Jak już zostało powiedziane powyżej, używa się do tego szklanych pryzmatów. Po raz pierwszy zrobił to Izaak Newton w 1666 roku, rozkładając światło widzialne na zestaw kolorów tęczy. Powód dlaktóry ten efekt jest obserwowany polega na zależności współczynnika załamania światła od długości fali. Na przykład światło niebieskie (fale krótkie) jest załamywane silniej niż światło czerwone (fale długie).
Zauważ, że w ogólnym przypadku, gdy wiązka fal elektromagnetycznych porusza się w dowolnym materialnym ośrodku, wysokoczęstotliwościowe składowe tej wiązki są zawsze załamywane i rozpraszane silniej niż niskoczęstotliwościowe. Doskonałym przykładem jest niebieski kolor nieba.

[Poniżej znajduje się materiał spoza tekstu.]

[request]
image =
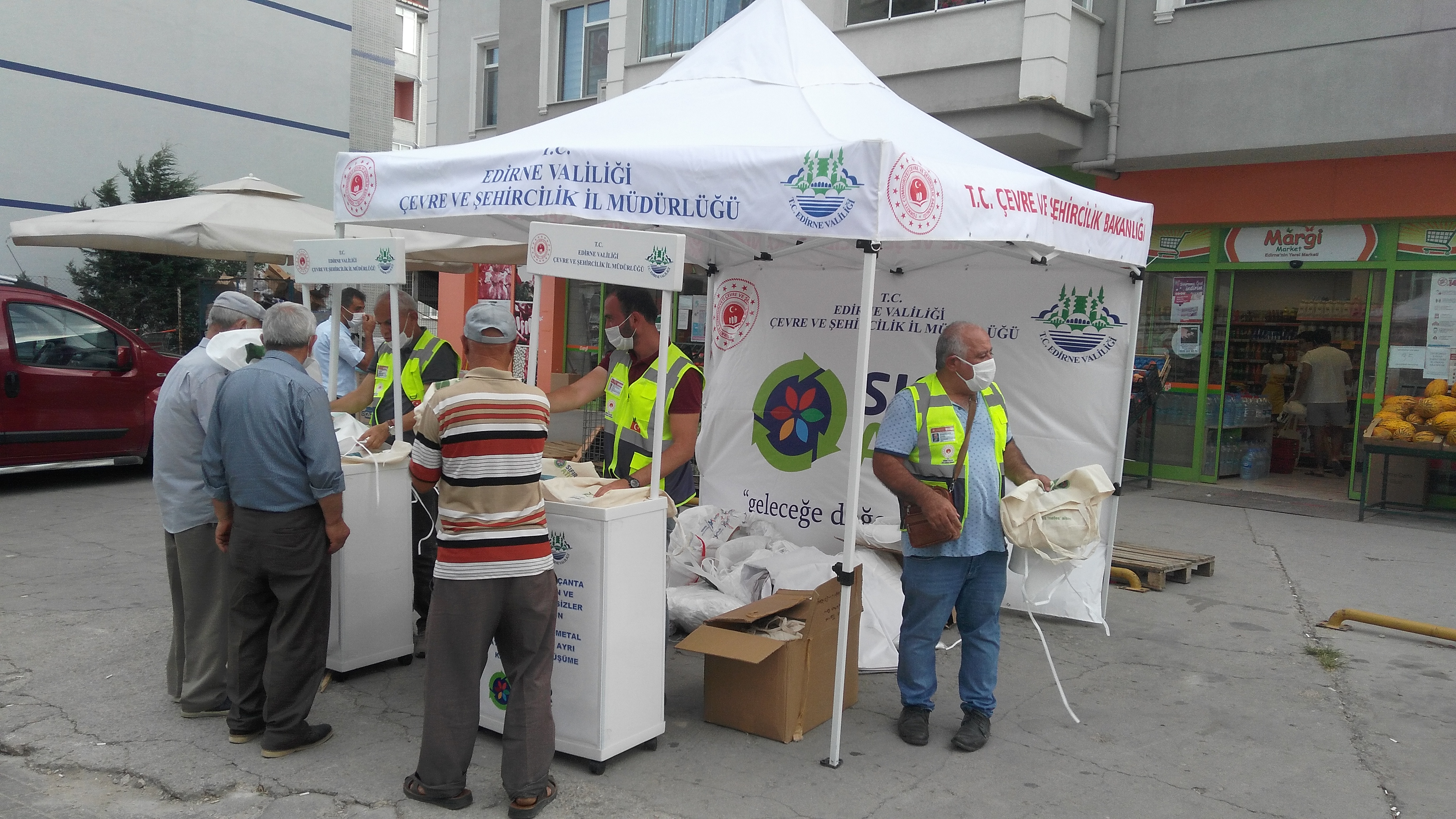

Optyka soczewki i widmo widzialne
Podczas pracy z soczewkami często wykorzystywane jest światło słoneczne. Ponieważ jest to widmo ciągłe, podczas przechodzenia przez soczewkę jego częstotliwości są załamywane inaczej. W rezultacie urządzenie optyczne nie jest w stanie zebrać całego światła w jednym punkcie i pojawiają się opalizujące odcienie. Ten efekt jest znany jako aberracja chromatyczna.
Wskazywany problem optyki soczewkowej został częściowo rozwiązany przez zastosowanie kombinacji okularów optycznych w odpowiednich instrumentach (mikroskopy, teleskopy).